Hi folks. I guess that some readers do not like all the building part and want to go directly to see the VM internals. But it is really important that you understand how to change the VM, compile it or even debug it. Otherwise, you’ll be very limited.
This post is mostly about a couple of things that I wanted to mention in the previous post, but I couldn’t because it was already too long. If you read such post, you may think that compiling the VM from scratch is a lot of work and steps. But the post was long because of my explanations and because of my efforts in making it reproducible. This is why I would like to do a summary of how to compile the VM.
Summary of VM build
mkdir newCog cd newCog git clone --depth 1 git://gitorious.org/cogvm/blessed.git cd blessed/image wget --no-check-certificate http://www.pharo-project.org/pharo-download/unstable-core "Or we manually download with an Internet Browser the latest PharoCore image from that URL and we put it in blessed/image
Deprecation raiseWarning: false. Gofer new squeaksource: 'MetacelloRepository'; package: 'ConfigurationOfCog'; load. (Smalltalk at: #ConfigurationOfCog) project latestVersion load. "Notice that even loading CMakeVMaker is not necessary anymore since it is included just as another dependency in ConfigurationOfCog" MTCocoaIOSCogJitConfig generateWithSources. "Replace this CMMakeVMMaker configuration class for the one that suites your OS like CogUnixConfig and CogMsWindowsConfig"
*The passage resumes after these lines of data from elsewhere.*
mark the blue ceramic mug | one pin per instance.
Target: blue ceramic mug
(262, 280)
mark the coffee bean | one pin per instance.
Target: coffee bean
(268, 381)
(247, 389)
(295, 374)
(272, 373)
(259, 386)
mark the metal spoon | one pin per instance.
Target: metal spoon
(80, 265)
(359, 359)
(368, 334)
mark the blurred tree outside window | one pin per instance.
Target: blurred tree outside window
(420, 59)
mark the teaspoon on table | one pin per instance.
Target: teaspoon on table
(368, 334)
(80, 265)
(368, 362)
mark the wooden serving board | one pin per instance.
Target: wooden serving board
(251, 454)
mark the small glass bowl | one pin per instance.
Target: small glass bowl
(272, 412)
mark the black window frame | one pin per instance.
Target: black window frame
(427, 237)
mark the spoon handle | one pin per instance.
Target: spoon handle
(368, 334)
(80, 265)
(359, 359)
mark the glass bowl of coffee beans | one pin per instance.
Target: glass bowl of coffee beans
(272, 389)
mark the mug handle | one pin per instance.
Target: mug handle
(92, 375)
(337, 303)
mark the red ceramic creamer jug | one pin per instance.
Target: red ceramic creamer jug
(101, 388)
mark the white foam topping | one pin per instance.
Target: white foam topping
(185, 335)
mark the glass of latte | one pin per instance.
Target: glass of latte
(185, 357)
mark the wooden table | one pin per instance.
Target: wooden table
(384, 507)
Now, come back to the terminal and do:
cd newCog/blessed/build cmake . # Or cmake . -G"MSYS Makefiles" if you are in Windows make
And that’s all, in “blessed/results” (in Windows it should be under “blessed/build/results”) you should have the CogVM binary. I know that you probably are a lazy guy, but if you really want to take advantage and learn in my posts, I strongly recommend you to follow those steps. All along this sequence of posts, we will debug and modify the VM (change GC, method lookup, create our own primitives and plugins, etc). Once you have Git and CMake, I promise the process takes less than 5 minutes.
Remember that all these posts is what I called “Journey through the VM”, so we will probably go and come back between different posts 🙂 In the first post,under the title “CogVM and current status” I explained the different flavors of CogVMs and the main features of them:
- Real and optimized block closure implementation. This is why from the image side blocks are now instances of BlockClosure instead of BlockContext.
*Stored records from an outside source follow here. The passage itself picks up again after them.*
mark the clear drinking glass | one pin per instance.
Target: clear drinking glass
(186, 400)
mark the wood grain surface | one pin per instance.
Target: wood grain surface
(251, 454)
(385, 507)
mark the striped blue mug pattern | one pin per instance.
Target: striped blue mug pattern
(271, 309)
- Context-to-stack mapping.
- JIT (just in time compiler) that translates Smalltalk compiled methods to machine code.
- PIC (polymorphic inline caching).
What is the big difference between StackVM and CogVM? Well, Stack VM implements 1) and 2). And Cog VM is on top of the Stack VM and adds 3) and 4). Finally, there is CogMTVM which is on top of Cog VM and adds multi-threading support for external calls (like FFI for example).
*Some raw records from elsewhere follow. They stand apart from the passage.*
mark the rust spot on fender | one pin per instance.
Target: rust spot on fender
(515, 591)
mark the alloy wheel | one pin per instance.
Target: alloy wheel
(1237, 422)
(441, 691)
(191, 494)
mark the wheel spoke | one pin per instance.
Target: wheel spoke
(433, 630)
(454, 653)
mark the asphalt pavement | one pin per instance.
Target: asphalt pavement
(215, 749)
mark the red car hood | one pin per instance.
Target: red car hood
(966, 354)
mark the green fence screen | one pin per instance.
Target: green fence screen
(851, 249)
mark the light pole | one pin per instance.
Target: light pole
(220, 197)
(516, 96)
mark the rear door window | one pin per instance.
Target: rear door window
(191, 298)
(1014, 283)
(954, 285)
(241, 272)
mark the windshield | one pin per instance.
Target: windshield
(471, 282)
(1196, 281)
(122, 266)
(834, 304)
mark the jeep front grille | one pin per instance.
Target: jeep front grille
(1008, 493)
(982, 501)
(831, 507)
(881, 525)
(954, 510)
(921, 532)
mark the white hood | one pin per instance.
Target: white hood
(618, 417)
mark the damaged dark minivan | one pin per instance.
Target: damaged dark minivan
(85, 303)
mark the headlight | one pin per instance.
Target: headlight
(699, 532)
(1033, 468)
In addition, Cog brings also some refactors. For example, in Interpreter VM, the Interpreter was a subclass of ObjectMemory. That was necessary in order to easily translate to C. In Cog, there are new classes like CoInterpreter and NewObjectMemory. But the good news is that we can have composition!! The CoInterpreter (which is a new class from Cog) has an instance variable that is the object memory (in this case an instance of NewObjectMemory). This was awesome and required changes in the SLANG to C translator.
As said, in the VMMaker part of the VM, what we called the “core”, there are mainly two important classes: Interpreter and ObjectMemory. Read the first post for details of their responsibilities. In Cog, there are a couple of differences:
- As said, the Cog Interpreter class do not subclass from ObjectMemory, but instead it is an instance variable.
- In Cog there isn’t only one Interpreter class like in the old VM. In fact each Cog VMs I told you (StackVM, CogVM, CogVMMT) has its own Interpreter class (StackInterpreter, CoInterpreter and CoInterpreterMT). Come on!! Don’t be lazy, take you image and browse them 🙂
- In Cog, there are not only those Interpreter classes that I have already told you, but also several more that are just for a design point of view, i.e, they are not Interpreter classes that should be used for compiling the VM. They are for example, to reuse code or to better simulate them. Examples, CoInterpreterPrimitives, StackInterpreterPrimitives, InterpreterPrimitives, etc. And then, of course, we have the Interpreter simulators, but that’s another story for another post.
So…if you are paying attention to this blog you may be asking yourself which Interpreter class you should use? My advice, and this is only my advice, is that you should normally use the “last one”. In this case, the CogVMMT. The few reasons I find not to use the last one are:
- If you are running on a hardware where Cog JIT is not supported. For example, for the iPhone the StackVM is usually used.
- When you are doing hacky things with the VM and you want to be sure there is no problems with JIT, PIC, etc. This is my case…
- Maybe for learning purposes the CogVM or CogVMMT is far much complicated than the StackVM or InterprertVM.
- The “last one” may not be the most stable one. So if you are in a production application you may want to deploy with a CogVM rather than a CogVM that has been released just now.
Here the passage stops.